Sul magazine online «TG Poste», il giornalista e scrittore Pierangelo Sapegno tre anni fa scrisse un pezzo, «La nostra grande bellezza: il palazzo storico delle Poste a Bergamo, un modo per inventare l’arte», che terminava così, a proposito del legame della città con questa architettura: «Non è un caso che quando nel 1973 trasferirono al ministero delle Poste le tele di Sironi per essere restaurate, l’intera città si mobilitò perché tornassero sui muri dov’erano nate. Se non si può fermare il tempo, possiamo almeno tenerci quello che hanno saputo fare per noi gli uomini». E già, perché tra le mirabilia del luogo ci sono, anche, i due teleri di Mario Sironi, L’Architettura e L’Agricoltura. Si trovano nella vecchia Sala accettazione telegrammi, aperta solo di rado, in occasioni speciali o su richiesta. Quasi un paradosso per due opere che, «scippate» per decenni dal ministero romano delle Poste, tornarono trionfalmente nella loro collocazione originaria nel 1999.

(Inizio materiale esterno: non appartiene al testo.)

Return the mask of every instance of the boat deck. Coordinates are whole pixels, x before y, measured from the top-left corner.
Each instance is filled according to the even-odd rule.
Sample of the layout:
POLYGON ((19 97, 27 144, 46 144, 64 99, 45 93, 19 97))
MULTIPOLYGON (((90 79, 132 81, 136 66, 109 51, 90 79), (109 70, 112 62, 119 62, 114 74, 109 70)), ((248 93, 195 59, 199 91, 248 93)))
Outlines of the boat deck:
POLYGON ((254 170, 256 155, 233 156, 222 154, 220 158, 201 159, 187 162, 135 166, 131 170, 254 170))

I due teleri di Mario Sironi, L’Architettura e L’Agricoltura, si trovano nella vecchia Sala accettazione telegrammi, aperta solo di rado, in occasioni speciali o su richiesta
Le Poste garantiscono di non essere inerti, ad ogni modo, e di avere a cuore la manutenzione del palazzo. Quanto alla «toppa» dei pannelli di legno al civico 11, l’azienda la spiega così: la porta di legno e vetro, che fra l’altro sarebbe stata danneggiata a calci alcune settimane fa da una persona in stato di alterazione, è stata smontata e portata via da un’azienda di Perugia «per un restauro conservativo: i lavori si concluderanno tra ottobre e novembre. Quando sarà rimesso al suo posto, un altro restauro toccherà al portone dell’ingresso principale».

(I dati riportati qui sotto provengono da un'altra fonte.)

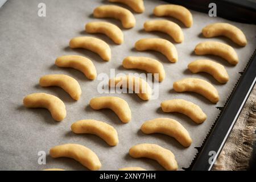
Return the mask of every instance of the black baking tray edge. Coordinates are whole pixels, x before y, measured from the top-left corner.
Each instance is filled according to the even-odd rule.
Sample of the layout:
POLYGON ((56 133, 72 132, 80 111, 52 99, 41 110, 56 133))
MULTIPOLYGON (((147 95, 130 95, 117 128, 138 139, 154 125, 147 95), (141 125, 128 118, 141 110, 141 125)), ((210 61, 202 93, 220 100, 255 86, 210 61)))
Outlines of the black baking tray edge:
MULTIPOLYGON (((208 14, 210 3, 217 5, 217 15, 233 21, 256 24, 256 3, 241 0, 164 0, 170 3, 184 6, 188 9, 208 14), (228 10, 228 11, 227 11, 228 10)), ((251 40, 251 41, 252 40, 251 40)), ((256 39, 253 41, 256 41, 256 39)), ((253 53, 234 90, 217 118, 201 147, 196 147, 198 153, 192 164, 185 170, 211 170, 216 159, 233 129, 256 81, 256 53, 253 53), (212 163, 209 162, 210 151, 216 155, 212 163)), ((245 60, 241 60, 245 61, 245 60)))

La parte più grossa dei lavori toccherà però alla vasca ai piedi della facciata. Dovrà esserne rifatto l’impianto idraulico, con riciclo dell’acqua. Le piastrelline azzurre saranno risistemate e impermeabilizzate, dopo le recenti infiltrazioni. Dopodiché l’acqua potrà finalmente tornare. Tempi previsti? Da Poste Italiane non giungono certezze né cronoprogrammi, ma il lavoro, prevedono, sarà fatto l’anno prossimo. Non riguarderà, però, la ripulitura delle cinque statue bronzee della facciata, che dopo la conclusione dell’ultimo intervento di restauro del palazzo, nel 2018, rilucevano. Un’ulteriore importante novità porterà poi ad una ristrutturazione del lato su via Locatelli, al civico 17: lì, spiegano dall’azienda padrona di casa, vedrà la luce «un progetto di spazi di Co-working a disposizione di cittadini e imprese che vi potranno noleggiare postazioni di lavoro (tutte le info su spaziperlitalia.poste.it, ndr)». È prevista una decina di postazioni. Anche per questo si parla del 2026.

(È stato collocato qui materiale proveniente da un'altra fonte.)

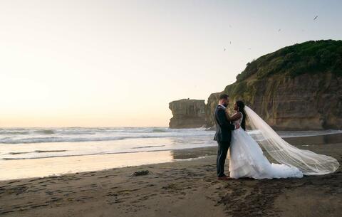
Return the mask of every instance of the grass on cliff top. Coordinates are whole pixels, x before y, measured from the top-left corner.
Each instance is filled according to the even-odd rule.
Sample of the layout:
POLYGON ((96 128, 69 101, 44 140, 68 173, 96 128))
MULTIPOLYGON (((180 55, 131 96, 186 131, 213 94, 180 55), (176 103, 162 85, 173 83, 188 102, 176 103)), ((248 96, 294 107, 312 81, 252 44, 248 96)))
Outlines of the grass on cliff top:
POLYGON ((342 41, 310 41, 283 48, 248 63, 237 81, 274 74, 295 77, 304 73, 331 72, 342 75, 342 41))

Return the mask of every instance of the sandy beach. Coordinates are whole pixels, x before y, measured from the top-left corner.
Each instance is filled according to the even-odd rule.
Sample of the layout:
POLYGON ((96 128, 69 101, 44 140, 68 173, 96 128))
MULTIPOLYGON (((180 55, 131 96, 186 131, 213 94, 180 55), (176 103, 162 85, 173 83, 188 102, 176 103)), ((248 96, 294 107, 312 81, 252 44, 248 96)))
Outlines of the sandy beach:
MULTIPOLYGON (((215 151, 210 147, 207 152, 208 149, 212 154, 215 151)), ((342 143, 307 149, 341 162, 342 143)), ((2 181, 0 215, 341 216, 341 168, 303 179, 224 181, 216 180, 215 157, 2 181), (150 173, 132 176, 142 170, 150 173)))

Pure all’interno, basta uno sguardo per capire che ci sarebbe da lavorare anche lì. In un angolo dell’altissimo soffitto sopra il salone degli sportelli al pubblico si notano i segni di un’infiltrazione d’acqua lasciata da un temporale di quest’estate: i pluviali sono stati aggiustati da esperti di edilizia acrobatica. Bisognerà tinteggiare e fare altri ritocchi: su una parete, nello stesso salone, si notano vistosi buchi lasciati dall’asportazione di un monitor. I tempi? Incerti. Perché il palazzo è tutelato e qualunque intervento deve essere concordato con la Soprintendenza.